Crutchfield’s scripts were also featured on Suspense, as well as episodic thrillers like Yours Truly, Johnny Dollar and the short-lived Christopher London, an adventure series conceived by Earl Stanley Gardner and starring Glenn Ford. Throughout the 1950s, Crutchfield contributed scripts to memorable radio westerns like Ford Laramie, Have Gun, Will Travel, The Six Shooter, and the highly successful Gunsmoke, with the long-running television version of which his name is most closely associated today.

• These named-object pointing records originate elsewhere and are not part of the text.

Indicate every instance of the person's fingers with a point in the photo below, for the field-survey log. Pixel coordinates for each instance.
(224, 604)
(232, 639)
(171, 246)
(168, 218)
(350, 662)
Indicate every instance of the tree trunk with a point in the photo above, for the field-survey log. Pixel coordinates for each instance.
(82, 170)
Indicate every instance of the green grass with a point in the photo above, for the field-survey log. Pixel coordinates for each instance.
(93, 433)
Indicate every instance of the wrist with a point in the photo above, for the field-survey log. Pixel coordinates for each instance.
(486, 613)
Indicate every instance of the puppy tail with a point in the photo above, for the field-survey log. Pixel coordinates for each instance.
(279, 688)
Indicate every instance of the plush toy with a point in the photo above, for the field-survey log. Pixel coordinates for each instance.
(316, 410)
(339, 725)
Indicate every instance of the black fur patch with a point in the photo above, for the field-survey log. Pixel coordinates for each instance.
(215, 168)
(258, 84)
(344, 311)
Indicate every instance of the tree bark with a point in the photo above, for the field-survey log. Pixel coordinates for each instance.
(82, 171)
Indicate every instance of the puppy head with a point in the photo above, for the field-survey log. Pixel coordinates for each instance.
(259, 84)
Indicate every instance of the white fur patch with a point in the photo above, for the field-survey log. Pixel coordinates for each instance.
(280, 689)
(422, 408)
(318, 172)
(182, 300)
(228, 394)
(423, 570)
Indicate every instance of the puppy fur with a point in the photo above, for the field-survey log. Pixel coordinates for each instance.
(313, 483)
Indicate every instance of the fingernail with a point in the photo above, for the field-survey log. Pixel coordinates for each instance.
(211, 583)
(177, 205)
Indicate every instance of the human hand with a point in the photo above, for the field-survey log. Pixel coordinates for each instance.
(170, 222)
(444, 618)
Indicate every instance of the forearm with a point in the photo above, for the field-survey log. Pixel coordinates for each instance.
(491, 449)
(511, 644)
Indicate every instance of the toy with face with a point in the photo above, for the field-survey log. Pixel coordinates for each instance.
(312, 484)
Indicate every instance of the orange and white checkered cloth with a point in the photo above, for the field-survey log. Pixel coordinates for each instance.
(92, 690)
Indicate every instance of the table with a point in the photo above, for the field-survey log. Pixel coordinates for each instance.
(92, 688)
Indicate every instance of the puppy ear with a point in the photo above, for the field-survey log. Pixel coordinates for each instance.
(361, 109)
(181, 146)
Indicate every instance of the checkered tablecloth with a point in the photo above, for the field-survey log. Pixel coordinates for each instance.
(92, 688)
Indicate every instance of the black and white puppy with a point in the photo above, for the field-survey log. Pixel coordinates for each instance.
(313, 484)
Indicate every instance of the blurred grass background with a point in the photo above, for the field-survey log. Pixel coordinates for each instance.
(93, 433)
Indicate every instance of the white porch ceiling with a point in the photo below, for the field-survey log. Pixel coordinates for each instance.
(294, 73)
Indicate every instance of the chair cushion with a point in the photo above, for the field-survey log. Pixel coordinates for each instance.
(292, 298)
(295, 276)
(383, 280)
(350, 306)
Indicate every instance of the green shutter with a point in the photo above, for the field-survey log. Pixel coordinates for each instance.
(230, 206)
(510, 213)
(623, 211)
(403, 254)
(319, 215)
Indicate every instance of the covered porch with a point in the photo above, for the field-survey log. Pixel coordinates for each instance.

As a radio playwright, Crutchfield made his auspicious debut on 25 August 1946, when his work—unlike the works of many anonymous broadcast writers—was not only featured on but heralded by the Columbia Workshop:
Since it first went on the air ten years ago last month, the Columbia Workshop has constantly sought to introduce new talent to radio broadcasting and to persuade established artists in other fields to lend their creative talents to radio. Today, in presenting “The Path and the Door,” a psychological experiment, the Columbia Workshop achieves both aims. “The Path and the Door” is the first radio play by Les Crutchfield, a young man who before the war was an explosives engineer and who, feeling that the world has seen enough of explosives in the last few years, now devotes his entire time to writing. The musical score, which is such an integral part of the play [. . .], was written by George Antheil, who has been one of the most controversial figures in modern music for the past twenty years. Mr. Antheil has many other interests besides music, however, one of them being psychology. One reading of Mr. Crutchfield’s script persuaded him to write this, his first radio score.
Besides being in the same business, these two share their birthdays not only with modern novelist Virginia Woolf, but with Romantic poet Robert Burns, whose famous admonition is entirely appropriate for this occasion: “Should old acquaintance be forgot / And never brought to mind?”